Price oscillators could also be regarded as “MACD’s in percentage terms”. A price oscillator signals a pre-defined move along with the Moving Average convergence – divergence. That means both these indicators identify the upcoming move at similar times. But, why is a price oscillator preferred over MACD? As discussed, it is because of the ease in determining a signal, and its additional features like determination of volatility, etc. A price oscillator works the best, in a trending market. It has the potential to find bullish or bearish signals. But, it is difficult to find its path in a sideways market. Traders will just be hitting their stop losses, if they trade according to these strategies in a choppy market.

It is not necessary that traders should consider the standard Exponential moving averages, 12 EMA and 26 EMA. A price oscillator works by considering any two exponential moving averages [EMA] according to the trader’s preferences.

Based on the signal line crossover [9 day EMA], long or short positions could be initiated. Price oscillator is positive, if the shorter moving average is more in value, than the longer moving average. This indicates a bullish phase. Similarly, if the oscillator is negative, a downtrend is most likely to happen. When the PPO moves in to the positive territory, a buy signal is generated. That is also the point where the 12-day EMA will be moving above the 26-day EMA and hence, a short term up trend is most likely to happen in the coming days.

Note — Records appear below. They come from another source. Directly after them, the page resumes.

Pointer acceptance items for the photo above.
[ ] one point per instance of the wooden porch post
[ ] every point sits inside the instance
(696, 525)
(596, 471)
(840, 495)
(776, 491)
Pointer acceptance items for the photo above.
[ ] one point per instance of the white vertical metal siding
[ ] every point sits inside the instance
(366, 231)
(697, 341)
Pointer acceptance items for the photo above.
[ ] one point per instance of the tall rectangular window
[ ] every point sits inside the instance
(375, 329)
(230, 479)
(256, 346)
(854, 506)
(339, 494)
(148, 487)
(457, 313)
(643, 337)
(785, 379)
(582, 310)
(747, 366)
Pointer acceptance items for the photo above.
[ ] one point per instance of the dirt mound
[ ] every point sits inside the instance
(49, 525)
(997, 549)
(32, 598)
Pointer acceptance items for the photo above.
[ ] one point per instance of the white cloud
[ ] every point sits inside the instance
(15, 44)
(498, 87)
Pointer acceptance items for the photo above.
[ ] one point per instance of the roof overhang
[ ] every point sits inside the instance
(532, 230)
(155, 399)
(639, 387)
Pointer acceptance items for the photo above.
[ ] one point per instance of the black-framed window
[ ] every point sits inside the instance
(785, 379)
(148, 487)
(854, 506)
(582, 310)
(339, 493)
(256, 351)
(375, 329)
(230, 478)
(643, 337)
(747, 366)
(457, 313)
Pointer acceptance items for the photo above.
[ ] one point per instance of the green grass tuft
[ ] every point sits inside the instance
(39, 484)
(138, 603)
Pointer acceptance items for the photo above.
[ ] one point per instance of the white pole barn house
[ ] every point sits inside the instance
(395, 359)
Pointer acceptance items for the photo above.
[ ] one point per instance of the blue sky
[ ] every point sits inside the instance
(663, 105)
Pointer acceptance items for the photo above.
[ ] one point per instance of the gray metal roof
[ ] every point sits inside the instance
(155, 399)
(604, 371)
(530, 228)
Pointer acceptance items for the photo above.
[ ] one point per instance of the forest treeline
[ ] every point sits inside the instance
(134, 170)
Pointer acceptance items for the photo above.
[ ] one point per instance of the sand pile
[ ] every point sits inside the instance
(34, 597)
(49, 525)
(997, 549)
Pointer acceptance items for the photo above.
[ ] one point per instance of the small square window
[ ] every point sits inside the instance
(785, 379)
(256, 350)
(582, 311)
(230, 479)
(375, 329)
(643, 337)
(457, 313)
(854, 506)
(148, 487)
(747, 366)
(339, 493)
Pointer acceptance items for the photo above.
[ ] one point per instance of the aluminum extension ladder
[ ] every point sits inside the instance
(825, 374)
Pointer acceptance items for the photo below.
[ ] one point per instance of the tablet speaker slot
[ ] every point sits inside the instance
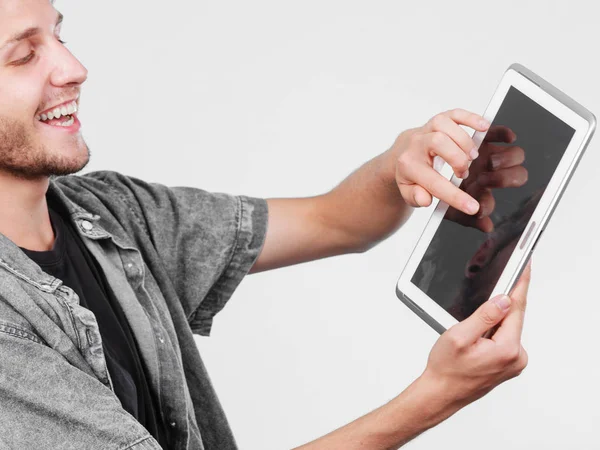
(527, 236)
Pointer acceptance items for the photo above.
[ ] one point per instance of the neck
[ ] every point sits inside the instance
(24, 217)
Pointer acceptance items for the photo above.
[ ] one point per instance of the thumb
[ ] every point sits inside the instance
(485, 317)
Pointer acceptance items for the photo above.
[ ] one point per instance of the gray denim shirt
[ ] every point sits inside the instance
(173, 257)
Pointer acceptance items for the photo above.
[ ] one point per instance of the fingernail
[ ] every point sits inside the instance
(495, 161)
(472, 206)
(482, 213)
(502, 302)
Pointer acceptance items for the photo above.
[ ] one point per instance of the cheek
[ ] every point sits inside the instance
(20, 97)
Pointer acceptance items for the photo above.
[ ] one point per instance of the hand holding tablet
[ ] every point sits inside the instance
(524, 161)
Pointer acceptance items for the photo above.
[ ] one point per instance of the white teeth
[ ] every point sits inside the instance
(67, 123)
(57, 112)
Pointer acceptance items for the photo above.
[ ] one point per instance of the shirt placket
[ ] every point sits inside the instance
(123, 267)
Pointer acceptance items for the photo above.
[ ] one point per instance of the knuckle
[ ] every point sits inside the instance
(457, 341)
(437, 139)
(511, 355)
(487, 318)
(404, 161)
(437, 122)
(463, 164)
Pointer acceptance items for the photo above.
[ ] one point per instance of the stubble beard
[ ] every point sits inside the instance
(24, 158)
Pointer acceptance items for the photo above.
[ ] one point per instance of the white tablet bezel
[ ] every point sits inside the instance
(547, 97)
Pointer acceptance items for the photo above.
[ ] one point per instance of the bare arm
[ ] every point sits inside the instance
(371, 203)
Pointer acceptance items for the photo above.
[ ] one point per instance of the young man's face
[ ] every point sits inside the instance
(37, 75)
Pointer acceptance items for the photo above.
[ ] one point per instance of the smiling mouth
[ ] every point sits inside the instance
(61, 116)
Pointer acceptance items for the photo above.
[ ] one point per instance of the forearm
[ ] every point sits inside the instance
(367, 206)
(421, 406)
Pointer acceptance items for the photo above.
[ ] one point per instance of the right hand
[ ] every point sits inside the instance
(496, 167)
(467, 366)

The range for a MACD is high if the price of the underlying is high. So, it becomes difficult to measure and identify the crossovers, but that’s not the case in price oscillators. No matter how big the share price is, PPO will range between a small and noticeable value. This is one big advantage of a price oscillator over MACD. So, no matter whichever stock or index chosen, a trader will be able to easily identify buy or sell signals.

Price oscillator is also used to measure the volatility in a stock. “The price oscillator’s range for a given stock is higher than the other”, means that the former one is more volatile than the latter one. Traders use this method to identify a high beta stock in a particular sector. So, if a price oscillator for a specific stock is ranging between a higher value than the others in the same sector, then the risks and rewards associated with that specific stock are bigger. If a stock has comparatively bigger difference between the 2 EMAs considered, it implies that the particular stock is volatile and is facing large swings. Mathematically, if the difference between the two considered EMAs, [in this case 12 and 26 EMA] is big, then, it clearly shows that the price oscillator percentage will be a bit on the upside.

- Price oscillator is measured as a percentage. That makes it more simple and convenient to identify crossovers.
- It ranges between a small value and that makes it more efficient than MACD.
- The uptrends and downtrends in a price oscillator can be used to measure the momentum in the particular stock or an index.
- As with many indicators, price oscillator is used to identify a trend before the underlying stock or an index starts behaving.
- Despite huge price changes in the corresponding stock or underlying, price oscillator can be used to generate signals.
- Price oscillator tends to generate huge returns under trending markets.

- Price oscillator always doesn’t identify trends, based on crossovers, as is the case with many indicators.
- It cannot be able to show overbought and oversold levels.
- A price oscillator doesn’t work under sideways or choppy market.

The main use of a price oscillator is to identify trends before the actual trend starts performing. It is measured on a percentage basis and that is a big advantage compared to MACD. Using price oscillator along with other indicators like RSI, Stochastic oscillator, etc. will make trade more profitable. The main drawback of a price oscillator is its inability to identify overbought and oversold levels. Price oscillators are generally used in trending markets. No matter, how far the stock goes, a price oscillator will be able to depict its movement.